Jean Mary Spencer (22 April 1942 – 4 January 1998) was a British artist known for her abstract paintings and relief sculptures.

==Biography==
Spencer was born in Frimley in Surrey and studied teacher training at the Bath Academy of Art from 1960 to 1963. While still a student at Bath she created her first abstract reliefs, having been introduced to systematic constructivism by her tutors John Ernest and Malcolm Hughes. For a time, Spencer taught at the Loughborough College of Art before moving to the Bulmershe College of Higher Education in Reading where she was a staff member for twenty years until 1988 when she joined the faculty of the Slade School of Fine Art in central London, where she remained for ten years in different posts.
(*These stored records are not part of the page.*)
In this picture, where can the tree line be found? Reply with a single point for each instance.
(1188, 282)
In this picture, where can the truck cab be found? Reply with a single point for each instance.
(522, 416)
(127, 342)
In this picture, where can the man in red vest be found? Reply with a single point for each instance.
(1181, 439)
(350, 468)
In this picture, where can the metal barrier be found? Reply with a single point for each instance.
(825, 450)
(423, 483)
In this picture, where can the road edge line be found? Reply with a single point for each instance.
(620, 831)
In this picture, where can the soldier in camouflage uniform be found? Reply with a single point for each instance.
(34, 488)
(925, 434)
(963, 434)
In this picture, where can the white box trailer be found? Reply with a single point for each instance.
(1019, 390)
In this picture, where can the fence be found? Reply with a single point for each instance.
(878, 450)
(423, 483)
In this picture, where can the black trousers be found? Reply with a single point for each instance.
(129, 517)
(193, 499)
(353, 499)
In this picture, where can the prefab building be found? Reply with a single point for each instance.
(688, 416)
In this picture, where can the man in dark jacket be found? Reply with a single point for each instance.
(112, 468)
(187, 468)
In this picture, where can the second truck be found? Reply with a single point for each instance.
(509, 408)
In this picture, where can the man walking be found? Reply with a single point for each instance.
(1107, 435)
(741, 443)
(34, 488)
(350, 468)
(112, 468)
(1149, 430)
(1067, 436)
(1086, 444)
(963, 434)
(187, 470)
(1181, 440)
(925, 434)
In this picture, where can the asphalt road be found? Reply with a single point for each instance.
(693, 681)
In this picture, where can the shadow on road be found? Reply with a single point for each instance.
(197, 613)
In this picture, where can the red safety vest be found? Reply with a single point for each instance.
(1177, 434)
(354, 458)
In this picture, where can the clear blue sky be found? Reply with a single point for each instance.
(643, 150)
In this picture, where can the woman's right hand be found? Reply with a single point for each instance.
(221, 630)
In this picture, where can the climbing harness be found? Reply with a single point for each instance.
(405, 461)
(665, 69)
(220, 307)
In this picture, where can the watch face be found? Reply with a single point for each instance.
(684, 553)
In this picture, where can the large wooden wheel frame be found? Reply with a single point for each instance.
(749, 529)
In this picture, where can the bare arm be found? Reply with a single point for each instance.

As an artist, Spencer had her first solo exhibition at the Bear Lane Gallery in Oxford in 1965 and a second exhibition, at the University of Sussex, followed in 1969. During the 1960s, Spencer often produced cubes in relief form, with proportions based on a mixture of mathematical rules and her own intuition. Later in life she focussed on painting and the use of bold blocks of colour. In 1967 Spencer was a prize winner at the annual John Moores exhibition in Liverpool. Spencer exhibited with a group of British artists concerned with systems-based abstraction, the Systems Group, that included Jeffrey Steele, Peter Lowe, Michael Kidner as well as Malcolm Hughes. Her work was shown widely in Europe between 1969 and 1973 as part of various Systems Group exhibitions. In Britain, her work was included in the 1972 Arts Council touring exhibition of Systems Group artworks. During 1977 and 1978, Spencer produced a series of publications, Working Information, featuring drawings and designs by Systems Group and other Systematic-Constructive artists. She then spent a year at the University of Sussex studying the History and Theory of Art for her M.A. Spencer was an active member of the group behind the Exhibiting Space series of multi-disciplinary collaborations held in Whitechapel in 1983 and was included in the 1986 exhibition Colour Presentations at the Gardner Centre Gallery at the University of Sussex, which then toured Britain.

Spencer lived in London and for twenty-five years was the partner of her former Bath tutor and Systems Group artist, Malcolm Hughes, whom she married in 1997, shortly before he died. They worked on a number of projects together including a 1990s exhibition and symposium, Testing the System held at Kettle's Yard in Cambridge, where, subsequently, Spencer was an artist-fellow at Churchill College. The Tate held a joint memorial exhibition for Spencer and Hughes in 1999. Works by Spencer, both paintings and sculptures, are held in several public collections, most notably at the Tate, in the collections of the Arts Council, Reading Museum and of the University of Warwick.